The New York Fed quarterly report on Household Debt and Credit shows that is what happened.
Aggregate consumer debt increased in the fourth quarter by $241 billion, the largest quarter to quarter increase seen since the third quarter of 2007. As of December 31, 2013, total consumer indebtedness was $11. 52 trillion, up by 2.1% from its level in the third quarter of 2013. The four quarters ending on December 31, 2013 were the first since late 2008 to register an increase ($180 billion or 1.6%) in total debt outstanding. Nonetheless, overall consumer debt remains 9.1 % below its 2008Q3 peak of $12.68 trillion.
Mortgages, the largest component of household debt, increased 1.9% during the fourth quarter of 2013. Mortgage balances shown on consumer credit reports stand at $8.05 trillion, up by $152 billion from their level in the third quarter. Furthermore, calendar year 2013 saw a net increase of $16 billion in mortgage balances, ending the four year streak of year over year declines. Balances on home equity lines of credit (HELOC) dropped by $6 billion (1.1%) and now stand at $529 billion. Non-housing debt balances increased by 3.3 %, with gains of $ 18 billion in auto loan balances, $53 billion in student loan balances, and $11 billion in credit card balances.
Delinquency rates improved for most loan types in 2013 Q4. As of December 31, 7.1% of outstanding debt was in some stage of delinquency, compared with 7.4% in 2013 Q3. About $820 billion of debt is delinquent, with $580 billion seriously delinquent (at least 90 days late or “severely derogatory”).

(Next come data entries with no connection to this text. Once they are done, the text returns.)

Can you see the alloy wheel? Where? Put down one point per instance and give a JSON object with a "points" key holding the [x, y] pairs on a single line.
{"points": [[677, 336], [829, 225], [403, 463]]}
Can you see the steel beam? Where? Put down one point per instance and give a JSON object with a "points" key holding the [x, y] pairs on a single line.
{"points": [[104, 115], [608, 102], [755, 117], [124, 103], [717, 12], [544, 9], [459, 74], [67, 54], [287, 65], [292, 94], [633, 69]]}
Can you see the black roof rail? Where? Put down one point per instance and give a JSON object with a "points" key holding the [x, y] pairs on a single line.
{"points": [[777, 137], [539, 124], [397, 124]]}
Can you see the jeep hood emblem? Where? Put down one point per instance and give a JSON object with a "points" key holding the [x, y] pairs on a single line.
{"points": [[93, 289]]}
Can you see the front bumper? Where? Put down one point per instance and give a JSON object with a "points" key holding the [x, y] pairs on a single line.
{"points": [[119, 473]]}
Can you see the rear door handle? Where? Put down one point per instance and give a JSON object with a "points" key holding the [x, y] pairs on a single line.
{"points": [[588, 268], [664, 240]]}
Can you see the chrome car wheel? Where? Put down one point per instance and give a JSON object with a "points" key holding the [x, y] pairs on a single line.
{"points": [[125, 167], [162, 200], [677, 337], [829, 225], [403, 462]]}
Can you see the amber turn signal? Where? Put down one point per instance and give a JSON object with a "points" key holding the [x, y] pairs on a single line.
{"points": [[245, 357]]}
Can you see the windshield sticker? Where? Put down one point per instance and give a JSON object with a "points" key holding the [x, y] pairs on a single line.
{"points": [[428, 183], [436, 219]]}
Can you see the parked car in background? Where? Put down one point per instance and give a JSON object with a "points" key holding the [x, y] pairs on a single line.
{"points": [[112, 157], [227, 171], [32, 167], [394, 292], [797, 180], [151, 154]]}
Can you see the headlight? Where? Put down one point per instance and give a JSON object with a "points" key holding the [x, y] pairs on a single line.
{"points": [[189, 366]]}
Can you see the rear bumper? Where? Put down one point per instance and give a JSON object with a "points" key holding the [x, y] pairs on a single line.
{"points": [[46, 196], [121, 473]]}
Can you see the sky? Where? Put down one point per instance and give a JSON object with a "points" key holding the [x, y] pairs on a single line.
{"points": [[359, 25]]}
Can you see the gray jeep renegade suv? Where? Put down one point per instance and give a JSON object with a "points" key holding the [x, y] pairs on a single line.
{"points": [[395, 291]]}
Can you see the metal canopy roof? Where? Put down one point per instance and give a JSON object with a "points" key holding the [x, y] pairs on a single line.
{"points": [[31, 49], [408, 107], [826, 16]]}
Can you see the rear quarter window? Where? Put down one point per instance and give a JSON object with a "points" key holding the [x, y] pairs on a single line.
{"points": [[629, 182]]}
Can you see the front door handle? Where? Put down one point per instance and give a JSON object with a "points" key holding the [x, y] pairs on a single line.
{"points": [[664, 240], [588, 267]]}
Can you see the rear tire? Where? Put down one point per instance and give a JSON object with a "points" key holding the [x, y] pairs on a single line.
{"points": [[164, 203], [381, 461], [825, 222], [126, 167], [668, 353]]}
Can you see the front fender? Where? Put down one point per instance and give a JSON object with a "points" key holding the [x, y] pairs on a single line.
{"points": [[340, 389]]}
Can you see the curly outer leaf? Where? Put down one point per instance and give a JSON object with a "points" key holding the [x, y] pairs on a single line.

- Originations, which we measure as appearances of new mortgage balances on consumer credit reports, dropped again, to $452 billion.
- About 157,000 individuals had a new foreclosure notation added to their credit reports between October 1 and December 31.
- Foreclosures have been on a declining trend since the second quarter of 2009 and are now at the lowest levels seen since the end of 2005.
- Mortgage delinquency rates have seen consistent improvements; 3.9% of mortgage balances were 90+ days delinquent during 2013Q4, compared to 4.3% in the previous quarter.
- Serious delinquency rates on Home Equity Lines of Credit decreased to 3.2%, down from 3.5% in 2013Q3.
Student Loans and Credit Cards
- Outstanding student loan balances reported on credit reports increased to $1.08 trillion (+$53 billion) as of December 31, 2013, representing a $114 billion increase for 2013.
- About 11.5% of student loan balances are 90+ days delinquent or in default.
- Balances on credit cards accounts increased by $11 billion.
- The 90+ day delinquency rate on credit card balances increased slightly to 9.5%.
Auto Loans and Inquiries
- Auto loan originations decreased in the fourth quarter of 2013 to $88 billion.
- The percentage of auto loan debt that is 90 + days delinquent remains unchanged at 3.4%.
- The number of credit inquiries within six months – an indicator of consumer credit demand – remained virtually unchanged from the previous quarter at 169 million.
Quarterly and Annual Changes
- Student loans accounted for $114 billion, 63.33% of the overall increase
- Auto loans accounted for $80 billion, 44.44% of the overall increase
- Combined, student loans and auto debt account for $191 billion, 107.78% of the overall increase
- Mortgage debt accounted for $152 billion, 63.07% of the overall increase
- Student loans accounted for $53 billion, 21.99% of the overall increase
- Combined, mortgage debt and student loans account for $205 billion, 85.06% of the overall increase
Clearly fourth quarter of 2013 was a big quarter for housing, but can it last?
Auto loans had an average quarter, likely downhill from here. Trends in student debt are ominous.
Newly Originated Installment Loan Balances
Growth in auto loans and home installment loans appears to have peaked.
Percent of Delinquencies by Type
New Delinquent Balances by Loan Type
Seriously Delinquent Balances by Loan Type
There are 31 pages and many other charts in the report. Inquiring minds may wish to take a look.
Some big cracks beginning to appear? Sure looks like it.
Unless job growth and wage growth pick up, especially wage growth for the bottom half, these trends may be as good as they get given the noticeable cracks and ominous trends in student loan debt.